As the threat of imprisonment and perhaps even execution increased in the Hakodate area, Hieromonk Nicholas sent Paul and his friends to travel else where in Japan to preach their new faith, but ultimately to gain greater safety for them. Not hearing from Paul for some months, Hieromonk Nicholas was very glad to receive news from Paul of his successes in Sendai, in northern Honshu. In time the opposition to Christianity subsided, and the now Archimandrite Nicholas began to look to expanding his missionary work to Tokyo.

It was Paul Sawabe whom Nicholas sent to Tokyo to review the situation for missionary work in the Tokyo/Yokohoma area and advise him of the potential for such work there. Paul’s report was one of optimism, and Paul advised Nicholas to come to Tokyo as soon as possible. So, in late January 1871, Archimandrite Nicholas arrived in Yokohoma and proceeded to Tokyo to set up his headquarters.

Local opposition to Christianity was still present. In February 1872, Paul Sawabe and many of his co-workers in Christ were arrested by the local police in Sendai. The officials were amazed that even among the children their answers to questioning showed a deep conviction to their Christian beliefs. Even though many had not been baptized none changed their position but were strengthened in their faith.

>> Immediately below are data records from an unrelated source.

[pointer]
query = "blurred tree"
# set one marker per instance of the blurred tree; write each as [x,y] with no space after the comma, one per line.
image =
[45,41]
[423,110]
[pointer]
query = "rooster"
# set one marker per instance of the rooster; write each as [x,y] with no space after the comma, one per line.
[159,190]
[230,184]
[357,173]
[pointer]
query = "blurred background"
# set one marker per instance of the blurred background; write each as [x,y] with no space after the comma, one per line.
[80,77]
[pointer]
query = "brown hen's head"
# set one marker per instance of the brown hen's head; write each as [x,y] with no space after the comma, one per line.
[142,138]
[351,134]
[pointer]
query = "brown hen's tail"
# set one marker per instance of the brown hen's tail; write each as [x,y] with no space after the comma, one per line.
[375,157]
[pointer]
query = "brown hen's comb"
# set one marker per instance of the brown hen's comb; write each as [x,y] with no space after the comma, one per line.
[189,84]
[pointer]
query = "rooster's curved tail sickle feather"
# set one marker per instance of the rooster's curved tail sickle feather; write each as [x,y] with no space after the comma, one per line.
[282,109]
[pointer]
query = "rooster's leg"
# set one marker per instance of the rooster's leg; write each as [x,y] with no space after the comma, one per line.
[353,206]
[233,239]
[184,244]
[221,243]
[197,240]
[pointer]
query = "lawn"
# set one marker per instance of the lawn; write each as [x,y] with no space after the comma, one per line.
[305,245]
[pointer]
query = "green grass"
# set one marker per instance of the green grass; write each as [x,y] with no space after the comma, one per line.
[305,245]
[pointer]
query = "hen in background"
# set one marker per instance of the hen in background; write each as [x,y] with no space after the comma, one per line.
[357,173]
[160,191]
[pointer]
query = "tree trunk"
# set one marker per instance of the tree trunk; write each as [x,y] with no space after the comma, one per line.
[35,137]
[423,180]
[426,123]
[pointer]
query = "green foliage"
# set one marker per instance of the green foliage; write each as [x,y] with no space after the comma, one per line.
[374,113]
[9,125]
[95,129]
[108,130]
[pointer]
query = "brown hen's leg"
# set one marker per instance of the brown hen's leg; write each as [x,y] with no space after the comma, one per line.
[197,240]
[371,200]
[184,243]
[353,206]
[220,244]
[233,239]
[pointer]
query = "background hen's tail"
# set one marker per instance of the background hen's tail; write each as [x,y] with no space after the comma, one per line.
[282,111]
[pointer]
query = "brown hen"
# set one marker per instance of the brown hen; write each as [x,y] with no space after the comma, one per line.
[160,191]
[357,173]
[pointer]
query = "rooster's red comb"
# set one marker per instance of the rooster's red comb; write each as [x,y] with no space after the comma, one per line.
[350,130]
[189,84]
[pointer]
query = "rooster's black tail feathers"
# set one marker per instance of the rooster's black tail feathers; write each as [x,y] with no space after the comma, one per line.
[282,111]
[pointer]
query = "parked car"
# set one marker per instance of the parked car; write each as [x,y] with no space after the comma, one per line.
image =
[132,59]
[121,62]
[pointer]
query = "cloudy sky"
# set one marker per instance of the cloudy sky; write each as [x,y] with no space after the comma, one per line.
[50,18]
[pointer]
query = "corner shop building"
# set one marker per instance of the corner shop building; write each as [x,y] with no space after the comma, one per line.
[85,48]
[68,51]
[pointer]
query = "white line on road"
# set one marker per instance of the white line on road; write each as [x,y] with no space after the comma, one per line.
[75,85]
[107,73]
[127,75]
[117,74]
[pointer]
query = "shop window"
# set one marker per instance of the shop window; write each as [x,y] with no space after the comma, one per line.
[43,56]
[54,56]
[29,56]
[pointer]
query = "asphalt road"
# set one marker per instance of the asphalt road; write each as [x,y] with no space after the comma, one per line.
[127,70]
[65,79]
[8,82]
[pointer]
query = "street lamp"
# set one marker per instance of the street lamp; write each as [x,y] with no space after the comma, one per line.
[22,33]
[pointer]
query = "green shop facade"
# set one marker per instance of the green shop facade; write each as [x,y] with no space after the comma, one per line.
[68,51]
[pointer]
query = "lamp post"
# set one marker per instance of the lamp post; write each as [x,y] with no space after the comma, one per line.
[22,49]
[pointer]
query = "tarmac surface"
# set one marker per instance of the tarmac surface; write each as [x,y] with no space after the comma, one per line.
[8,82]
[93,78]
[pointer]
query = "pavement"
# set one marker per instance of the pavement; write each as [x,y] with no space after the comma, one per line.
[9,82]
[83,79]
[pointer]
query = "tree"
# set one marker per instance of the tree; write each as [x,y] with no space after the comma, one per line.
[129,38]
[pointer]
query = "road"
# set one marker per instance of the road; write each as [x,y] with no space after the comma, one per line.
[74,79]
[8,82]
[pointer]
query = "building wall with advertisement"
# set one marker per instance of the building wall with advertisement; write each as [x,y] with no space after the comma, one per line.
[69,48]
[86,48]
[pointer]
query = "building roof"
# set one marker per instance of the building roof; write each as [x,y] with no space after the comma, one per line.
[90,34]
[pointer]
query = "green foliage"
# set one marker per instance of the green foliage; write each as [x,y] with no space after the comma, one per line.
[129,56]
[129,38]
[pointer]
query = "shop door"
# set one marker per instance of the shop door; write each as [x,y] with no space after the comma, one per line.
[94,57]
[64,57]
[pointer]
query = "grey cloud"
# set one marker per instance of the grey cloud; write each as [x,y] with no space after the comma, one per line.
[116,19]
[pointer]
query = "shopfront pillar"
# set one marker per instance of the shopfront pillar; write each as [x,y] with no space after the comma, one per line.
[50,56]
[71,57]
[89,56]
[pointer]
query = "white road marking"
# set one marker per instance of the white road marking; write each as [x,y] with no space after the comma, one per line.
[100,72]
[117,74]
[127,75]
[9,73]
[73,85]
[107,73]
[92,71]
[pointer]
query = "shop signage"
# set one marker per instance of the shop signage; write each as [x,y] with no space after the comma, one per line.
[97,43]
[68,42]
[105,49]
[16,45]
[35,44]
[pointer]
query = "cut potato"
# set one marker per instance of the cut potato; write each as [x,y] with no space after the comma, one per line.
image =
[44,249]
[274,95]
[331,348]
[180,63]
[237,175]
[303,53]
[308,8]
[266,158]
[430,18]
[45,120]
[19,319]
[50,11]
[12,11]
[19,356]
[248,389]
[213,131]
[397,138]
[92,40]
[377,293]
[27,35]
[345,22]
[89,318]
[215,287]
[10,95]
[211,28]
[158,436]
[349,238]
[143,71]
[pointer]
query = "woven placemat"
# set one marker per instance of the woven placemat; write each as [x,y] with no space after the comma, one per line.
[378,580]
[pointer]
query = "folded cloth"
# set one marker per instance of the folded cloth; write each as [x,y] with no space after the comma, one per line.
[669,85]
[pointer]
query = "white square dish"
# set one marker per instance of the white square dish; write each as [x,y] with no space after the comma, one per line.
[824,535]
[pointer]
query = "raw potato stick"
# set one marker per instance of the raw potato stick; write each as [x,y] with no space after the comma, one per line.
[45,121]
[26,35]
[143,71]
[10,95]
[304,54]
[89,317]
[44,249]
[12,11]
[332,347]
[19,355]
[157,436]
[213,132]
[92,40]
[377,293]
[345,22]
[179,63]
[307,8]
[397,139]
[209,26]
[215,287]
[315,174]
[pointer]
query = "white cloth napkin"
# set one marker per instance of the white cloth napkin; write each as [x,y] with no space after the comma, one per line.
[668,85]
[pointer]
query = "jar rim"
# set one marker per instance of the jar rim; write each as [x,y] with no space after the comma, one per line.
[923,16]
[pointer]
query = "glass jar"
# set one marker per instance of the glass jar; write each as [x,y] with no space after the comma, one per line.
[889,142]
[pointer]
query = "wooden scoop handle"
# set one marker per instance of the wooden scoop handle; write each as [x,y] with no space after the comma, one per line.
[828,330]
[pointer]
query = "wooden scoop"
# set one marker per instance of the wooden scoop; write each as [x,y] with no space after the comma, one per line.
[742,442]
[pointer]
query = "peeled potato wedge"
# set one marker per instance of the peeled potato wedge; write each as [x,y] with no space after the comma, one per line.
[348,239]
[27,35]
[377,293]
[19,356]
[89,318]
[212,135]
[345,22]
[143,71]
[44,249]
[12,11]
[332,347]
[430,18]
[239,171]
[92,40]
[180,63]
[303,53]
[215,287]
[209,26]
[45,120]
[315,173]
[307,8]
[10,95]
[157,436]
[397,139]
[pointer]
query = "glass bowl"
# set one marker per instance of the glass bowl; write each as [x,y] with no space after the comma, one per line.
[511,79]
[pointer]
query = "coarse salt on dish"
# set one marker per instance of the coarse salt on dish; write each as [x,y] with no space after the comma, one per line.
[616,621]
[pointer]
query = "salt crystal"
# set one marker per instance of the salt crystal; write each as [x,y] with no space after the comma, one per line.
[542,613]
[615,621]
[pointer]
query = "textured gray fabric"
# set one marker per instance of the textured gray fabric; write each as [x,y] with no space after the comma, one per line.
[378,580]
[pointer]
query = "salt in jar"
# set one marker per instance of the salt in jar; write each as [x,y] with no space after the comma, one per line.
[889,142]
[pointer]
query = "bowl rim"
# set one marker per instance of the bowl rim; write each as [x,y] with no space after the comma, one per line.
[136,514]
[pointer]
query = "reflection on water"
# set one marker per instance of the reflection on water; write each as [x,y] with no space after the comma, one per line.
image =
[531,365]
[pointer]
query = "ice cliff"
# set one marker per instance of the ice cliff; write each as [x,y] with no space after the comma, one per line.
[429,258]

On July 12, 1875, at the second General Council of the Japanese mission, Archimandrite Nicholas decided that there was a need for native clergy, and named Paul Sawabe to be the first priest, and that John Sakai would be a deacon. A month later Bishop Paul of East Siberia came to Hakodate for the first sacraments of the Holy Orders in Japan and ordained the new priest and deacon.

Paul Sawabe continued to service his new faith as his church grew over the following decades. He was to survive his mentor and bishop by a year, dying in 1913.